Police inefficiencies leave a gap for journalist investigation into unsolved crimes.

By Ashley Seymour

Journalists from across the globe drove home the importance of media investigations when police failure limits uncovering crime on Saturday. Speaking at the Global Investigative Journalism Conference, held at the University of the Witwatersrand, experts in the field detailed previous experiences; where detailed  journalistic research exceeded that of police investigation and brought those involved closer to justice.

Cecil Rosner (Canada), Anna Babinets (Ukraine) and Sanne Terlingen (Netherlands) discussed how they used creative and fastidious investigative methods to uncover cases of unprosecuted wrongdoing, often overlooked by police officials.

Explaining how a three year investigation into the suspicious death of Eritrean refugee Kalsay Mekonen led to exposing an international undercover human trafficking network, exceeding the evidence uncovered by police investigators, Terlingen commented that the story wasn’t about a single suspicious incident but rather about a “justice system which is failing when it comes to international investigations.
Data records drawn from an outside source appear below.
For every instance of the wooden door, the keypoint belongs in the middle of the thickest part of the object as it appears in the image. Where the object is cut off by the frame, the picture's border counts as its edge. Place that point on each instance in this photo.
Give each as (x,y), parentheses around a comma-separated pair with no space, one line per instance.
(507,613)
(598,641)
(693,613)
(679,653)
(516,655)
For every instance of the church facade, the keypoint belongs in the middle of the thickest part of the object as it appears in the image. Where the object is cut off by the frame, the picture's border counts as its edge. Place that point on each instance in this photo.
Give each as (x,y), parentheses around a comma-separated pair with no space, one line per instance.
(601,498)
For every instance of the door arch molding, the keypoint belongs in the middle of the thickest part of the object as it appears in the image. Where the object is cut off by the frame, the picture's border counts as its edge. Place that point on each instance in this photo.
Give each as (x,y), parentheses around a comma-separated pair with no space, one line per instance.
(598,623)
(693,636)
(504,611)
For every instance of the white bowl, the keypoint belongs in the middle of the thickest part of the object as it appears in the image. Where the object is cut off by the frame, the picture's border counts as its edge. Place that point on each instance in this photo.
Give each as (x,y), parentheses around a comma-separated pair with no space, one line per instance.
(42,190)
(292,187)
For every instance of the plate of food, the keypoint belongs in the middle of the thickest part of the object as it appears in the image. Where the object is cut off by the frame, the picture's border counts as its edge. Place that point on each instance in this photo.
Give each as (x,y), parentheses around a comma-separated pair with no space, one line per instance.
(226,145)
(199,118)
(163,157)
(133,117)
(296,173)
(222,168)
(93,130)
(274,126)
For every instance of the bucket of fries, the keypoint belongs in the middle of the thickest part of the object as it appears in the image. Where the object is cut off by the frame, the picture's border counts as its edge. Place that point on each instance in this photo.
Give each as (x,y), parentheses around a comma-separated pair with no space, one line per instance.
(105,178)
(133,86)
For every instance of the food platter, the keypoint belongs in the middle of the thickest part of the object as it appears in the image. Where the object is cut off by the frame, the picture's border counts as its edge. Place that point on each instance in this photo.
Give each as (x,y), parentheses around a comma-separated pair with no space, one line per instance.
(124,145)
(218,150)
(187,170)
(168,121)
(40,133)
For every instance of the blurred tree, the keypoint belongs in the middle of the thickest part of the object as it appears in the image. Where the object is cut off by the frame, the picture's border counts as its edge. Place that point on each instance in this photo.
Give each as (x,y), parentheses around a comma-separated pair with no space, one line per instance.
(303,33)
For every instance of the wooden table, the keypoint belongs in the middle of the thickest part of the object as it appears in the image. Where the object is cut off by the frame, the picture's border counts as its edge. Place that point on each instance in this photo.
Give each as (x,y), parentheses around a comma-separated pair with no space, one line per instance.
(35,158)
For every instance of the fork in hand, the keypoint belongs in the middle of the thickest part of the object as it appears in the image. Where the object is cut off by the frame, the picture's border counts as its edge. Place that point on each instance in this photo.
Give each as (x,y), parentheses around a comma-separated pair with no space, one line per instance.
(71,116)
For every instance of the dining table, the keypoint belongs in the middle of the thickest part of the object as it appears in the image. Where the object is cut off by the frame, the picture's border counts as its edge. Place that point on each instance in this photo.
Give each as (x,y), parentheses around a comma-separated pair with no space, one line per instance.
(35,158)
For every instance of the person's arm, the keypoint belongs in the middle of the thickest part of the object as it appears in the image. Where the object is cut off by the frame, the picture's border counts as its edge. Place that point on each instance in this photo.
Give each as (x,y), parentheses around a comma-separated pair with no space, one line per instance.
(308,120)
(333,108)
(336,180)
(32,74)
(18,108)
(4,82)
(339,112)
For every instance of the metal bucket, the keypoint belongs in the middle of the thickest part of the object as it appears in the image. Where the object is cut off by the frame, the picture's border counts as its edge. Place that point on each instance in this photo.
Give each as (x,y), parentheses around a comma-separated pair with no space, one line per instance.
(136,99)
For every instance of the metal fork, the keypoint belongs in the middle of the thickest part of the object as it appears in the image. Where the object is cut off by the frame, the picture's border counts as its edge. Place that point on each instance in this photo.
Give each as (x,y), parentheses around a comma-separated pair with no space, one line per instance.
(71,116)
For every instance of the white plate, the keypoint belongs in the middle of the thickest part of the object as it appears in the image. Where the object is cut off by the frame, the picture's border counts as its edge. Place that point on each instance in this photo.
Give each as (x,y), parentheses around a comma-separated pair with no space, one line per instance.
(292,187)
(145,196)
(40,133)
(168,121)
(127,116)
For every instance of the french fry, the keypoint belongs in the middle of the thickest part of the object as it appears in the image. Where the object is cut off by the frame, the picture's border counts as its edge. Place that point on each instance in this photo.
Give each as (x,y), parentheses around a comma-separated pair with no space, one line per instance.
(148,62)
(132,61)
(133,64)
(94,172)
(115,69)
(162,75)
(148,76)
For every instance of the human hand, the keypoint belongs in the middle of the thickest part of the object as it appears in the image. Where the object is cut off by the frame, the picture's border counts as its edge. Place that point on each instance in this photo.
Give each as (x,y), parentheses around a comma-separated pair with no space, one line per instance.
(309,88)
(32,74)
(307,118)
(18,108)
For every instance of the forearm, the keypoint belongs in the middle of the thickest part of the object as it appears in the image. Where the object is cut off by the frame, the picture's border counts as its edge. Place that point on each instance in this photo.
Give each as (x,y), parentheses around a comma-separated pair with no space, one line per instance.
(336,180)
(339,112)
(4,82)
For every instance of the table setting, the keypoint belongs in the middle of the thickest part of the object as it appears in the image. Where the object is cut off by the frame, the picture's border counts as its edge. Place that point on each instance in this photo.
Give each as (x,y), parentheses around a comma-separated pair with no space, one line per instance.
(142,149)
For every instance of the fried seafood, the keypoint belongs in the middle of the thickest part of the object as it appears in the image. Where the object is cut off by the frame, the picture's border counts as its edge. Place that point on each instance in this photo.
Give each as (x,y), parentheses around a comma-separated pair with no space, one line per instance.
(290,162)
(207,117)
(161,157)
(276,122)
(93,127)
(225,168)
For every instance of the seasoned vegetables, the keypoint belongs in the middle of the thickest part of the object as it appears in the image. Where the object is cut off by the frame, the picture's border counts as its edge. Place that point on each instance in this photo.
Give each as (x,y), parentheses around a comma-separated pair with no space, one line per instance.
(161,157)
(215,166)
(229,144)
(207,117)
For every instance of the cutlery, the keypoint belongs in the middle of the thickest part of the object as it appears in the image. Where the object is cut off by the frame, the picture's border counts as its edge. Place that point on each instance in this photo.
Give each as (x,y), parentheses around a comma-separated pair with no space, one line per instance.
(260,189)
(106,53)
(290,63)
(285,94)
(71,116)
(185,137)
Mekonen was found outside of his country of refuge in Germany, hanging in a tree. Police attributed his death to suicide before the investigation by Terlingen, who uncovered connections to a violent trafficking syndicate in Italy.

Editor of the Napali Times and session moderator Kunda Dixit vocalised the importance of employing strict investigative methodology when approaching difficult cases to uncover truth when reporting stating that journalists had to employ a investigative “toolkit” to properly research cold cases, cases of wrongful conviction or open investigations.

Rosner also emphasised approaching opaque crime cases with great attention to detail to merge the disciplines of police investigation techniques with the access to resources and freedom from bureaucracy of journalism, stating that young people “often take it for granted that journalists should act like detectives”.

Panelists advised audience members to employ the tools available to them, such as sources, empathy, public records and their ability to investigate globally to identify the finer details of violent crime cases which often led to a greater understanding of “international criminal structures”

The talk displayed a strong sense of justice from the panel, who had often spent years working on reporting an incident of crime. Commenting on his experience of uncovering the wrongful deaths of indigenous women in Canada, Rosner said that “holding powerful interests to account is what we do”.